To add further to the confusion the leader of Bonney’s internal constituency opposition, the idealistic young party upstart Malcolm Rose, also happens to be dating his own daughter.

James Bonney MP treads a well-worn path of the political and personal; the ambitious MP and his craven pursuit of power and conquest. The subsequent wreckage of a devoted family caught up in the cross fire and left behind in the rubble.

But rather less charismatic than an Urquhart or Underwood, the protagonist is almost the victim of the piece, pushed and pulled to wherever is expedient by the stronger forces around him.

This was somewhat disappointing. Perhaps it was a mistake to expect James Bonney to be more of a B’Stard.

After all who doesn’t love a bastard?

JAMES-BONNEY-MP-1

All of this adds up to a play which ultimately falls between two stools. It is not written with suitable depth to be accepted as hard-hitting drama, nor is it funny enough to be a political comedy of errors.

The direction and staging are both clever, the performer’s on set adaptation of folding walls between scenes almost appears to add to the narrative.

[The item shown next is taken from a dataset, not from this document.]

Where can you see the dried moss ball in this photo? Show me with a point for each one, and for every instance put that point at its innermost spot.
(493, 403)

The performances from all are engaging, particularly Ciaran Lonsdale as the idealistic, loquacious and occasionally pompous ‘progressive socialist’ Rose.

It is also unfortunate for the author that, in these unstable times, a story related to events not twelve months previous already feels dated within the context of the current slow-motion car crash shit show.

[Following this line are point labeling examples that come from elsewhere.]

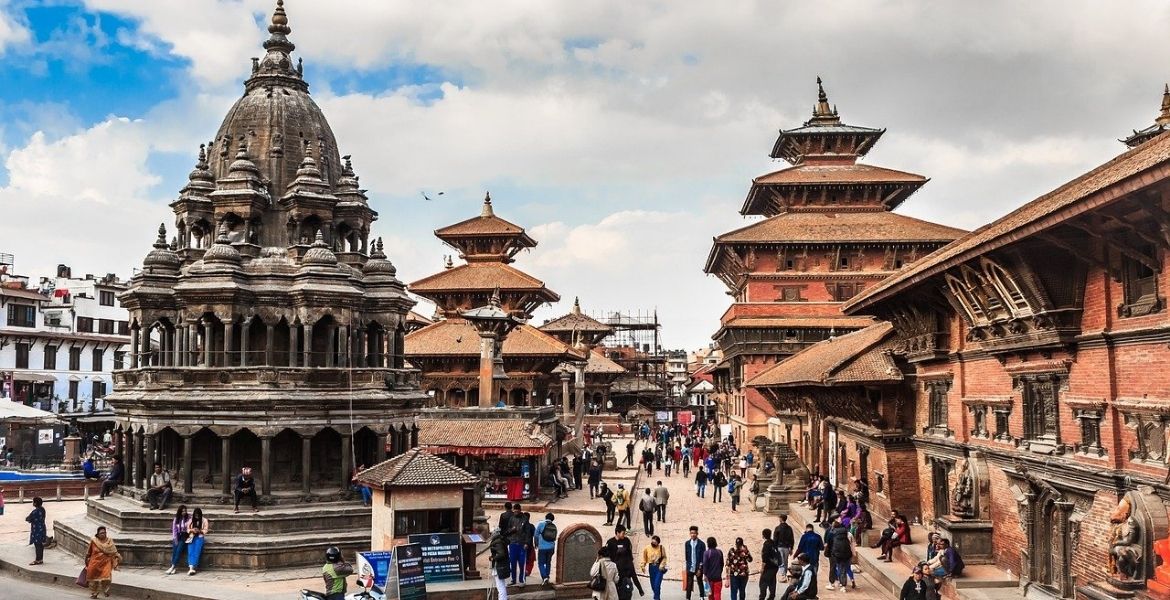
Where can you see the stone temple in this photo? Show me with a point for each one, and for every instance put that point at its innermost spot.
(267, 333)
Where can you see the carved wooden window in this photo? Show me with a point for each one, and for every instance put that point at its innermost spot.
(937, 411)
(1140, 284)
(1005, 284)
(1091, 432)
(1041, 414)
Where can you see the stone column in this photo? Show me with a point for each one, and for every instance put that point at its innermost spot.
(382, 447)
(226, 464)
(308, 344)
(305, 463)
(187, 477)
(133, 347)
(266, 464)
(228, 335)
(345, 462)
(294, 337)
(564, 392)
(207, 343)
(245, 335)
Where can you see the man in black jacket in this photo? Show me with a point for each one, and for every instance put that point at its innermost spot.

By far the best thing about the evening was the air conditioned oasis of cool in the theatre itself, in an upstairs room of the White Lion pub in Kennington. So refreshing was it that I could have happily stayed there all evening watching Michael Gove conjugate Latin verbs whilst seductively disrobing.

However a couple of hours spent away from the bustle watching perfectly charming political fun and games are a more than passable way to wile away a balmy summer’s evening, sheltered from the urban furnace. Or the judgmental glare of an impatient editor.